The 'Book of Skulls' is an intriguing read largely due to its layout: each chapter is presented in the first person voice of one of the four main characters. This approach works well as it allows the story to develop in a rounded and all-encompasing fashion so practically no plot detail is missed out.
It also means that you are reading the same information over and over again (albeit from a different point of view) as each part of the story is dealt with by all the characters, in turn. This allows for their differences of opinion to become apparent and the views here range from the polar opposites of any given topic (the two main ones being sexuality and religion).

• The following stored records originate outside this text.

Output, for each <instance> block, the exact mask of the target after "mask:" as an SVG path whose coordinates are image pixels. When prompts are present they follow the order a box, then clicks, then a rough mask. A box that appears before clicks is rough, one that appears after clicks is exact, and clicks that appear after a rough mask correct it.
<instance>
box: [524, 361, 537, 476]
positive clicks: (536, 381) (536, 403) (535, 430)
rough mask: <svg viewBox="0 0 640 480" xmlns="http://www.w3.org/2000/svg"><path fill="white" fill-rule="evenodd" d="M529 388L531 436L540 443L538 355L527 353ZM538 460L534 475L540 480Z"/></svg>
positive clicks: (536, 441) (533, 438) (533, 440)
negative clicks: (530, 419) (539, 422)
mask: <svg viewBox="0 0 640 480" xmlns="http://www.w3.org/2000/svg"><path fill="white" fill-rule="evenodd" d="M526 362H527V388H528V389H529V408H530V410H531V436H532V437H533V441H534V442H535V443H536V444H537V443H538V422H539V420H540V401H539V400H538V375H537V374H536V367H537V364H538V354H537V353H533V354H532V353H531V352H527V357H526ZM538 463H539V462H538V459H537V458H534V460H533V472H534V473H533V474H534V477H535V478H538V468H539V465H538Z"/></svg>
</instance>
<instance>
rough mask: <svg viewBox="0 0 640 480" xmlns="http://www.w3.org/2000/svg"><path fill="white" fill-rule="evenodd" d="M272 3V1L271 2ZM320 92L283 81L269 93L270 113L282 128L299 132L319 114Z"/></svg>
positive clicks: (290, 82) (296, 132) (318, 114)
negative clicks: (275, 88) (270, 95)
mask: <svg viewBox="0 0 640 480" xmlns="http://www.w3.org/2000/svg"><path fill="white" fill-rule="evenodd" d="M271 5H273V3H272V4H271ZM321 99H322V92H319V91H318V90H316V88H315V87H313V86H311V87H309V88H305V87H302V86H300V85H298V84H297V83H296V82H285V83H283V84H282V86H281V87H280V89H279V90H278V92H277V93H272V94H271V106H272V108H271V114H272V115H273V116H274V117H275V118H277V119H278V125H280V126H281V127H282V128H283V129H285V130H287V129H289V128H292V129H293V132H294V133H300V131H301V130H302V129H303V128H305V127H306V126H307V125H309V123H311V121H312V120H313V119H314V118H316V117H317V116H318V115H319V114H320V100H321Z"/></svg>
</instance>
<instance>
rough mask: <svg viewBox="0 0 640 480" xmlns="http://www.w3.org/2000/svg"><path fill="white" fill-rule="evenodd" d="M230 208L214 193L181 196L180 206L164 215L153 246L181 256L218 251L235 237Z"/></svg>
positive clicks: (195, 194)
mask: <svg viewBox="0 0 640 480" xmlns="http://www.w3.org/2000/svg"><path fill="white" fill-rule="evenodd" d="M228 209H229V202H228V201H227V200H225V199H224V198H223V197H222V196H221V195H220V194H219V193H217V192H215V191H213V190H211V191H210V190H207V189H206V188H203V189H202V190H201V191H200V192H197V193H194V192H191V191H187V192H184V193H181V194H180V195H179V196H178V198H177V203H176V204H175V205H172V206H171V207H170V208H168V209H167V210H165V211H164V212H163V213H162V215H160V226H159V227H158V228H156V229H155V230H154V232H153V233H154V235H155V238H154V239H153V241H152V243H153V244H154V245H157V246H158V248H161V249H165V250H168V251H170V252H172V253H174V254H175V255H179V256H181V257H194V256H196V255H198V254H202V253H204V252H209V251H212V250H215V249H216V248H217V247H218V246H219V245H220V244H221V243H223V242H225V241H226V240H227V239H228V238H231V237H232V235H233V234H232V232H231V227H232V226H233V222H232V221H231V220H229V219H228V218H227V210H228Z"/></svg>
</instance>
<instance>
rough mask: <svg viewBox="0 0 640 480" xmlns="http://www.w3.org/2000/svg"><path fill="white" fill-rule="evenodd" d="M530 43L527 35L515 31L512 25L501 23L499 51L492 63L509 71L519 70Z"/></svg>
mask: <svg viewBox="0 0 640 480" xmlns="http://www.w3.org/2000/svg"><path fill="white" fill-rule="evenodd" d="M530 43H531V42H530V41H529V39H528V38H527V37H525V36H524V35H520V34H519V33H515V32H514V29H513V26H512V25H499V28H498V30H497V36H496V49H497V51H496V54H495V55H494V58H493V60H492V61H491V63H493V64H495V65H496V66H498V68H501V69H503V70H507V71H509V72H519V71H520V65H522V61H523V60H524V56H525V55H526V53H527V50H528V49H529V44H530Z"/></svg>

The tale is reasonably compelling for the most part though the opinions of the protagonists are often childish and lacking in depth, particularly where sex is concerned. Unfortnately though, without wishing to spoil the ending, everything pans out much as you would expect and without any great explanation. The main topic, supposedly immortality, is not really dealt with in any depth either and is almost an afterthought.
The strength of Silverberg's writing keeps this one going though. It is SF-lite, with the emphasis on character study and for all that it is an interesting book but not a really great one.
Review by mrdude (2005-02-22)
The Book of Skulls by Robert Silverberg starts off with four college students who have found an ancient manuscript, the book of skulls, that describes of an ancient cult that can teach one how to become immortal. The Boys have discovered that this cult resides in a monastery somewhere in the Arizona desert and that although two of the four can become immortal two must die for this to occur.
There are some definite warnings about this book. Silverberg uses some pretty strong language in this book and there are some relatively explicit sex scenes, some which our Christian friends might want to refrain from reading. Homosexuality is dealt with a lot in this book although I don't personally agree with Silverberg’s opinions on the matter. Overall not a book for your kids to read.
Dialogue in this book is quite long winded but interesting. Silverberg uses a style of writing in which the entire book is in a first person narrative (along with dialogue) but the narrative switches off each chapter with which one of the four kids is telling the story. He does do a good job of having the story told by four very different characters (a Jew, a rich kid, an orphan and a homosexual).
Overall a good read although I would not put it on the top of my list.